Ken Griffin’s Citadel is on track to defy a sluggish year for commodities trading on Wall Street, enhancing the hedge fund’s image as a dominant force in the asset class.
Citadel’s commodities business generated about $4 billion in profits this year, boosted by natural gas trading, according to people familiar with the matter. That puts it on track to match last year’s performance.
The firm’s main Wellington fund has gained about 13.2% this year through November. A spokesman for Citadel, which managed $65 billion as of Nov. 1, said the firm does not comment on its results.
Trading gains, particularly in energy, were reduced across the industry as a prolonged period of instability following the pandemic and Russia’s invasion of Ukraine began to ease.

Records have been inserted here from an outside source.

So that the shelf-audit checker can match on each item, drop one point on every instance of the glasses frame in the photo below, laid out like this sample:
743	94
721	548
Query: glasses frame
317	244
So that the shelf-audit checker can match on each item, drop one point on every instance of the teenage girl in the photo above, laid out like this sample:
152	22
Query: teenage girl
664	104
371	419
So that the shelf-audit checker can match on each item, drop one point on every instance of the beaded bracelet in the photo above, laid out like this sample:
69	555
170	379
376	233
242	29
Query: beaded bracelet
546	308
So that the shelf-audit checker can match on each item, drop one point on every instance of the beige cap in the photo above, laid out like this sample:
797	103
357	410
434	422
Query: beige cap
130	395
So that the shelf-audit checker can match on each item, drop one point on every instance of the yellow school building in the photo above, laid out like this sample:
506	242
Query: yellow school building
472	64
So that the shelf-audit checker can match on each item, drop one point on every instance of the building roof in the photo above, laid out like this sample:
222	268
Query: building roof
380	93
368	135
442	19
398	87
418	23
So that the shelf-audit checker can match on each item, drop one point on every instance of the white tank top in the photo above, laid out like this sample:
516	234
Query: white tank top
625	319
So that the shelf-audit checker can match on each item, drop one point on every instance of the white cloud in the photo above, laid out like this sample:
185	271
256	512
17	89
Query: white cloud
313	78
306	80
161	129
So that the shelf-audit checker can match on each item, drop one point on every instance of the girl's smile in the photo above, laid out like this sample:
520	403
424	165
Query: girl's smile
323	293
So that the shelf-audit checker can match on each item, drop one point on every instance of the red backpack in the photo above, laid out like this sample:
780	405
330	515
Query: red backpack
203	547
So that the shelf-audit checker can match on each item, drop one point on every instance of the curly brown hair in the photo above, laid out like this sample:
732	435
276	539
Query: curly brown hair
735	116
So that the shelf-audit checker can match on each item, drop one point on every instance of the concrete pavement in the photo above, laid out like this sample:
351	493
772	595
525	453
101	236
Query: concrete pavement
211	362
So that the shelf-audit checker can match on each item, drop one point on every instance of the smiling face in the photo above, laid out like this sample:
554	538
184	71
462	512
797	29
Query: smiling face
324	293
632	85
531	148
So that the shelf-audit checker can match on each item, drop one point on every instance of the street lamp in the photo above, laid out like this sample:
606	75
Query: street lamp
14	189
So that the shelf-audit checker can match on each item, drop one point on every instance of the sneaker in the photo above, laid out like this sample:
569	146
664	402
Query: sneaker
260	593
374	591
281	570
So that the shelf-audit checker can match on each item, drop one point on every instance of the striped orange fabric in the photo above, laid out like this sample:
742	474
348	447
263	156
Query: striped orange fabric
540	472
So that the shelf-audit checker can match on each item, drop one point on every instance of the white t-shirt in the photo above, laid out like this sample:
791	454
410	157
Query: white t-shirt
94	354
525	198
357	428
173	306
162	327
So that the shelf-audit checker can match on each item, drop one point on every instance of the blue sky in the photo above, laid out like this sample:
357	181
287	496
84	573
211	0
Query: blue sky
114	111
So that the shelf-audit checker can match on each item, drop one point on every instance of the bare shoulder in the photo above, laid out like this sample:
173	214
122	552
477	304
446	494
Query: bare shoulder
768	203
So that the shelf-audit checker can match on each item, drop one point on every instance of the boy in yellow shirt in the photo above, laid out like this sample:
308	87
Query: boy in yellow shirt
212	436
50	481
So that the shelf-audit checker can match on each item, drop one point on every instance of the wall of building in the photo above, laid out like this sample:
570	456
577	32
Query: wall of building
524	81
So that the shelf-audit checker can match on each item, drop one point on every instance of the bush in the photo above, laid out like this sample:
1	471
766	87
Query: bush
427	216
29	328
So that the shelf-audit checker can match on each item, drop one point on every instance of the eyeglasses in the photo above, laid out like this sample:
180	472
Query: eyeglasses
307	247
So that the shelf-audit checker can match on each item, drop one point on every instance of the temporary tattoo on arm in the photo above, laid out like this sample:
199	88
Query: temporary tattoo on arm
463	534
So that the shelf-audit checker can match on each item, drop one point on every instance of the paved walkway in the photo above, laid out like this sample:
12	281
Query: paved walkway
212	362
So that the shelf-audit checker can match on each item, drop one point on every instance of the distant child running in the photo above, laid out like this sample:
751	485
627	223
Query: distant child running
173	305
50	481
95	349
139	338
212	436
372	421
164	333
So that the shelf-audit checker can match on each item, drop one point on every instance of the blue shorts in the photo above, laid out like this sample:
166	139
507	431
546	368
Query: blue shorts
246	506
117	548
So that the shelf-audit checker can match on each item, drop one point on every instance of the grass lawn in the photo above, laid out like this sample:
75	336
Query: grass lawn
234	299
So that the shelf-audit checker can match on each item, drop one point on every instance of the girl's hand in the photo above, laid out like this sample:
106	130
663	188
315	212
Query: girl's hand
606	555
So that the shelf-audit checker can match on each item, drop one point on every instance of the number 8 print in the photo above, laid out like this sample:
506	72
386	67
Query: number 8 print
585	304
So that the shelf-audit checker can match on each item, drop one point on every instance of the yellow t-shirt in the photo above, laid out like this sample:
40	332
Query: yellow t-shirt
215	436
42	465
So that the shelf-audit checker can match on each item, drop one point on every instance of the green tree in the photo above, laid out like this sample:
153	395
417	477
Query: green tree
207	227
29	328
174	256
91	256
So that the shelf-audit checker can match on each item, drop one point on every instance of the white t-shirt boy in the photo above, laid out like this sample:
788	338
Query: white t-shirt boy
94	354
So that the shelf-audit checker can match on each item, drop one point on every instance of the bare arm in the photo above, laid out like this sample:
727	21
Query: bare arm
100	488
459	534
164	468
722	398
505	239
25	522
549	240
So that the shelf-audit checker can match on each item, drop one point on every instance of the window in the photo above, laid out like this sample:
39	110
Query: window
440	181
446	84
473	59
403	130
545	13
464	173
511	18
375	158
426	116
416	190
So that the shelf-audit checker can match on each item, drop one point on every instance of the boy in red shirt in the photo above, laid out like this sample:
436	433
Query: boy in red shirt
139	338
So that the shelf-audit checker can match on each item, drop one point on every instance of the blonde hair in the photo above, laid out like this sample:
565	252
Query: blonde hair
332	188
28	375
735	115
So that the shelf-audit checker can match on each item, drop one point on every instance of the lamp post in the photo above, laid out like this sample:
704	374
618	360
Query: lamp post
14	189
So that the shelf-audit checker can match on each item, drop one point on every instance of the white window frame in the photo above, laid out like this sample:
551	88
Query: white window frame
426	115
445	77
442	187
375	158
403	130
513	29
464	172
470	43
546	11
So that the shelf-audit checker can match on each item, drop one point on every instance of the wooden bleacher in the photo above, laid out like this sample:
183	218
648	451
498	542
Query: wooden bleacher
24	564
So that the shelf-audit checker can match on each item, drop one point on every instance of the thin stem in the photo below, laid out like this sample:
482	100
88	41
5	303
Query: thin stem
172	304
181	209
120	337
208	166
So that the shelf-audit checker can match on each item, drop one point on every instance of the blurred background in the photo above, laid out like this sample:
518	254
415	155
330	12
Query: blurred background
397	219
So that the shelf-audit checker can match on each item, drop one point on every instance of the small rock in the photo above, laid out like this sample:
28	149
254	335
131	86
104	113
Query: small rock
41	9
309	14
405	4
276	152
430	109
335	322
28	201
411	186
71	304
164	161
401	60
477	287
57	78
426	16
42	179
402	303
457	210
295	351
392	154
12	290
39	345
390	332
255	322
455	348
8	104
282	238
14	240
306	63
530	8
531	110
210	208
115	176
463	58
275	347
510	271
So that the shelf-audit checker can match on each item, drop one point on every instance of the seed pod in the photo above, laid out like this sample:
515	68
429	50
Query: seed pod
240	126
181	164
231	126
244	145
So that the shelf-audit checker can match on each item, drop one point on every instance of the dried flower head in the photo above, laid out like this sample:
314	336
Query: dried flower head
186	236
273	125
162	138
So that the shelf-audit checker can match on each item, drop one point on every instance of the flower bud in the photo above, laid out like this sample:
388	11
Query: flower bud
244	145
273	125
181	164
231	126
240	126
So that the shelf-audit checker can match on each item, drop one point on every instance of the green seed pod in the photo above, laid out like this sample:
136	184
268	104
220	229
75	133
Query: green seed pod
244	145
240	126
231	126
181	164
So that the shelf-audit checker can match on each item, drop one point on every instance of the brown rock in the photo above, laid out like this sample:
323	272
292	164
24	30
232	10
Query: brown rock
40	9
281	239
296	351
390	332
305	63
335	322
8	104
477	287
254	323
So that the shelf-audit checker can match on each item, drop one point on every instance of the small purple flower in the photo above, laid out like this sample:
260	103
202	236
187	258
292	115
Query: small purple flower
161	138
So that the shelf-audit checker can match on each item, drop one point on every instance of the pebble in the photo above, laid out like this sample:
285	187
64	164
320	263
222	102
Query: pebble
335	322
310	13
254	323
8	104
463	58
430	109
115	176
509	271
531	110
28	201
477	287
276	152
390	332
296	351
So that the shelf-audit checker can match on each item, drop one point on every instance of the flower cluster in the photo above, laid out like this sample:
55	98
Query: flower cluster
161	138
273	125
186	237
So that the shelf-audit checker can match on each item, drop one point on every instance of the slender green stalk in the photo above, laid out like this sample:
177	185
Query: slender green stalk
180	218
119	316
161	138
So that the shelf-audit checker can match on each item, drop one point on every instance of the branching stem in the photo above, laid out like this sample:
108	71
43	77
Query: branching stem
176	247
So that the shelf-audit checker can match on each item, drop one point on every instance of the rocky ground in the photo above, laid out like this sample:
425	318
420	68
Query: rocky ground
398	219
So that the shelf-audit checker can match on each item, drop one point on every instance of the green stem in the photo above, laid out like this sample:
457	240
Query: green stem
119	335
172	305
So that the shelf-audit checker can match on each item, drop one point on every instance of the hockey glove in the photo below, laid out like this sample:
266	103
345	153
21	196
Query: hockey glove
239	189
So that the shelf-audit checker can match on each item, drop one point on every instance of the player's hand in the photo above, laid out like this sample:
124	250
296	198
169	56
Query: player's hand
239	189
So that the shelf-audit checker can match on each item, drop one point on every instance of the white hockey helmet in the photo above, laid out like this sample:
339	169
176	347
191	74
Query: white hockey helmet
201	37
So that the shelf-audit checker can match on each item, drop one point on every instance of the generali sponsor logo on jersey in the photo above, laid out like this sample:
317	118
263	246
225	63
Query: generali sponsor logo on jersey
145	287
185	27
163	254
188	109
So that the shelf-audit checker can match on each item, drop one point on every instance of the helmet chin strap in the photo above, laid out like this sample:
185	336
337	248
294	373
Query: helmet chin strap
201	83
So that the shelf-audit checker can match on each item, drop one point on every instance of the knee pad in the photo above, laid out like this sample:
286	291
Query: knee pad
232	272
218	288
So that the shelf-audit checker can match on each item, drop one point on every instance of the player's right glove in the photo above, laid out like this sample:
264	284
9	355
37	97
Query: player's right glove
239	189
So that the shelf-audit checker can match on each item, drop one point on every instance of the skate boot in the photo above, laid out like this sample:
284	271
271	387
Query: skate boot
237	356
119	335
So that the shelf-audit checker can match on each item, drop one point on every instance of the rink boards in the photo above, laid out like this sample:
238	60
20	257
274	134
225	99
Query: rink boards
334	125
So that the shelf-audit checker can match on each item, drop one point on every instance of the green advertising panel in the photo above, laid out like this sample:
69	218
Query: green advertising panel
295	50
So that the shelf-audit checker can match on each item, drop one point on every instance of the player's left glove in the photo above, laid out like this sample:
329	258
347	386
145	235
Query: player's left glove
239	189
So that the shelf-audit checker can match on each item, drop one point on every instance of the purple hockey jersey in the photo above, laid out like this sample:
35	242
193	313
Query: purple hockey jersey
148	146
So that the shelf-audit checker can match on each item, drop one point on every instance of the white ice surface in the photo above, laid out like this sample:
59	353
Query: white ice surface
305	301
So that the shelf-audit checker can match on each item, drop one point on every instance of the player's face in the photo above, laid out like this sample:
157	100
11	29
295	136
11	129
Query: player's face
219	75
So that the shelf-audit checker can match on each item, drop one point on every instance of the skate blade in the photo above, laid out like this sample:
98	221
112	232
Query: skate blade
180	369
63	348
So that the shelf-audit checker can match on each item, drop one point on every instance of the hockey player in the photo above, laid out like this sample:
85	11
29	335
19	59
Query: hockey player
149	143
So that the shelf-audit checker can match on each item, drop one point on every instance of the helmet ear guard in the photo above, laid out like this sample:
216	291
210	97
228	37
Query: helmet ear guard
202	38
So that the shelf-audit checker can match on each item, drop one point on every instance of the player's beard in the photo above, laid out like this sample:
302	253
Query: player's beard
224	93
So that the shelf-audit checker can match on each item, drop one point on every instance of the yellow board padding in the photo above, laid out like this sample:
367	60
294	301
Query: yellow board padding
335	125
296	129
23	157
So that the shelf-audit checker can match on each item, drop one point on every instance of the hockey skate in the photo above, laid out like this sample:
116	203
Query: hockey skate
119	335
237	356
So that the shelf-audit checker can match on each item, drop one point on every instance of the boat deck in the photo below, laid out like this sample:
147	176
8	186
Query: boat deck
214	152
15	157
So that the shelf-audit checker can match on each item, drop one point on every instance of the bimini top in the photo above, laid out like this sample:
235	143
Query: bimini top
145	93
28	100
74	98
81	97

The slowdown is taking its toll on companies such as Glencore Plc and Gunvor Group, as well as hedge fund boss Pierre Andurand, who earlier this year ditched oil trading for bets on copper and cocoa.
The profit in Citadel’s commodity unit extends its positive streak. It generated more than $4 billion last year and will roughly double that amount in 2022.
The crude oil and fuel trading business has encountered some challenges this year, with the departure of portfolio manager and fuel trader Drew Beaver as the Houston-based team’s performance weakened. But big gains in natural gas trading in Europe and North America eventually boosted profits, the people said, speaking on condition of anonymity while discussing private results.
Citadel is uniquely positioned because of its trading group, Citadel Energy Marketing. The unitheaded by the former Morgan Stanley head of merchandise Jay Rubenstein, has been a key source of profit in recent years as it encompasses physical commerce such as warehousing and transportation. The business also includes weather derivatives and modeling, which can be key tools for trading natural gas.
Citadel’s success in navigating the physical and financial commodity markets has prompted a flurry of competitors to follow suit. Balyasny Asset Management and Jain Global are among the firms building physical companies to increase trading profits.